Menurut NHLBA, ini adalah beberapa masalah tambahan yang bisa dihadapi pasien dengan ventilator:
- Atelektasis - suatu kondisi di mana paru-paru tidak berkembang penuh. Ini menyebabkan kantung udara runtuh.
- Gumpalan darah - tetap dalam satu posisi untuk waktu yang lama dapat menyebabkan gumpalan darah dan infeksi kulit yang serius.
- Kerusakan paru-paru - mendorong terlalu banyak udara ke paru-paru atau dengan terlalu banyak tekanan dapat membahayakan paru-paru Anda. Terlalu banyak oksigen juga dapat merusak paru-paru Anda.
- Kelemahan otot - ventilator melepaskan beban dari diafragma Anda dan otot pernapasan lainnya, menyebabkan mereka menjadi lemah.
- Kerusakan pita suara - karena tabung pernapasan ditempatkan melalui hidung atau mulut ke batang tenggorok, tabung itu dapat merusak pita suara Anda.
- Penumpukan cairan - kantung udara di dalam paru-paru Anda, yang biasanya diisi dengan udara dapat terisi dengan cairan. Ini disebut edema paru.
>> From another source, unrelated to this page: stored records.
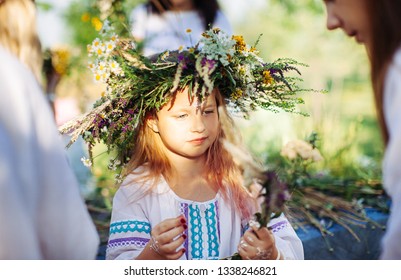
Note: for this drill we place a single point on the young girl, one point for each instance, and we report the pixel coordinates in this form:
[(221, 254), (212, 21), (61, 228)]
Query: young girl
[(376, 24), (183, 195), (184, 198)]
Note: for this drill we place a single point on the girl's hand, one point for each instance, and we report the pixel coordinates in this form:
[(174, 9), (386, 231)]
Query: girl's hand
[(257, 244), (166, 237)]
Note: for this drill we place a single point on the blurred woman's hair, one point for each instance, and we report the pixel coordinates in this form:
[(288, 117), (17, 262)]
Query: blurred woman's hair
[(386, 39), (207, 9), (18, 33)]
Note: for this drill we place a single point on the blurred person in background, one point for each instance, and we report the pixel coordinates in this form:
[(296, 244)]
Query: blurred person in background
[(175, 24), (377, 25), (42, 214)]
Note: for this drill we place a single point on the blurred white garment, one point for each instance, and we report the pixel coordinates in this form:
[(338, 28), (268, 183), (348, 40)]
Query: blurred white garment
[(391, 245), (42, 213), (168, 31)]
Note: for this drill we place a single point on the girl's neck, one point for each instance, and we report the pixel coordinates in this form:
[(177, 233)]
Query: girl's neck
[(189, 181)]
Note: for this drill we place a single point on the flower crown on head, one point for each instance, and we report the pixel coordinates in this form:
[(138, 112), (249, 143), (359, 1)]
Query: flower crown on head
[(136, 85)]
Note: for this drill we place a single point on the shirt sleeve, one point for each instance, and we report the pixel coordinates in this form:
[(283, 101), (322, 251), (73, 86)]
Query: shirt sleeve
[(42, 213), (129, 227), (287, 240)]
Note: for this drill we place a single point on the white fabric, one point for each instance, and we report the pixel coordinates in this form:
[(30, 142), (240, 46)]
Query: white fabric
[(214, 228), (391, 163), (42, 214), (167, 31)]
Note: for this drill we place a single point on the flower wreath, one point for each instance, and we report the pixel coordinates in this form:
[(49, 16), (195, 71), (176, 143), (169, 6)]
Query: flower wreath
[(136, 85)]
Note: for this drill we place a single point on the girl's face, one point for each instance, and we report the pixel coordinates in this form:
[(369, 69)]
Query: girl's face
[(351, 16), (187, 129)]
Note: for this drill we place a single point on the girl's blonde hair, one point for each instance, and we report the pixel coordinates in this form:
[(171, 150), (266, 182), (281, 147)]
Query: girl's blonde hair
[(222, 170), (18, 33)]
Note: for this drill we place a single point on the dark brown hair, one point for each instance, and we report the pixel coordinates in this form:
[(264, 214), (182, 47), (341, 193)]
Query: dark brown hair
[(386, 39), (207, 9)]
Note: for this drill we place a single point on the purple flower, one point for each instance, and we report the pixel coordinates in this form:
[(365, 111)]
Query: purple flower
[(208, 62)]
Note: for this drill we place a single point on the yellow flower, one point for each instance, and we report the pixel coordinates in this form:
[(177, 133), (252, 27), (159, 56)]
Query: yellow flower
[(267, 78), (236, 94), (97, 23), (240, 43), (216, 30), (85, 17)]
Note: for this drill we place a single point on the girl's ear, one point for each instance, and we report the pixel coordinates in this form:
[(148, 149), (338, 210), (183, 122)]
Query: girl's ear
[(152, 123)]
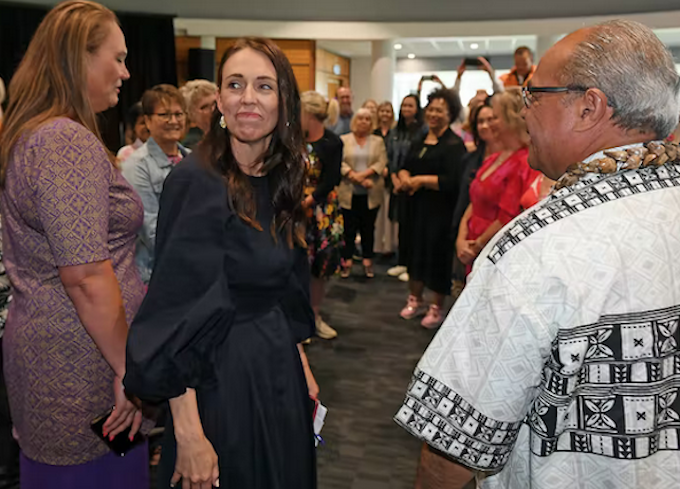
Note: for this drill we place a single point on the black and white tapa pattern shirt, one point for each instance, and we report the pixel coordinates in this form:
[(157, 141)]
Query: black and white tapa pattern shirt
[(559, 365)]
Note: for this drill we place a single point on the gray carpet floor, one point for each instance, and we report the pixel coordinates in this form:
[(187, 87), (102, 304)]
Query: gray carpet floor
[(362, 376)]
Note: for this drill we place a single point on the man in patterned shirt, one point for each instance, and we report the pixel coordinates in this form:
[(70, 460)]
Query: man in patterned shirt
[(559, 366)]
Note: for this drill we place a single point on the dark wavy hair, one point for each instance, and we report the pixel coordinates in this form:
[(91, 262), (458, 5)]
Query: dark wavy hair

- Pneumothorax - suatu kondisi di mana udara bocor keluar dari paru-paru dan ke dalam ruang antara paru-paru dan dinding dada. Ini bisa menyebabkan rasa sakit dan sesak napas. Ini dapat menyebabkan satu atau kedua paru-paru runtuh.
zxc2
Lebih lanjut, pasien Covid-19 menggunakan ventilator untuk membantu aliran darah melalui paru-paru, membantu menyesuaikan aliran udara dengan pasokan darah dengan lebih baik, kata Dr. Greg Martin, seorang profesor perawatan kritis paru di Emory University dan presiden- terpilih dari Perhimpunan Kedokteran Perawatan Kritis.
Tidak lupa bahwa pasien tidak dapat lagi melakukan fungsi dasar sehari-hari seperti makan dan pergi ke kamar mandi sendiri, ini berarti bahwa mereka harus mengenakan popok atau dihubungkan ke kateter.
Burton Bentley II, CEO Elite Medical Experts mengatakan kepada Business Insider bahwa kadang-kadang, paru-paru pasien melawan mesin, dan mereka harus dimasukkan ke dalam koma yang diinduksi secara medis. Ini mungkin bahkan tidak mendekati apa yang sebenarnya dialami oleh pasien Covid-19 yang kritis tentang ventilasi, tetapi kita tidak boleh lupa bahwa inilah yang harus dilalui ribuan orang di seluruh dunia.
Ketika Indonesia perlahan membuka kembali ekonominya dan pembatasan dicabut satu per satu, mari kita ingat bahwa kita tidak aman dari Covid-19. Oleh karena itu, kita perlu menjaga diri kita sendiri dan orang yang kita cintai dan mengikuti prosedur operasi standar yang ditetapkan oleh pemerintah.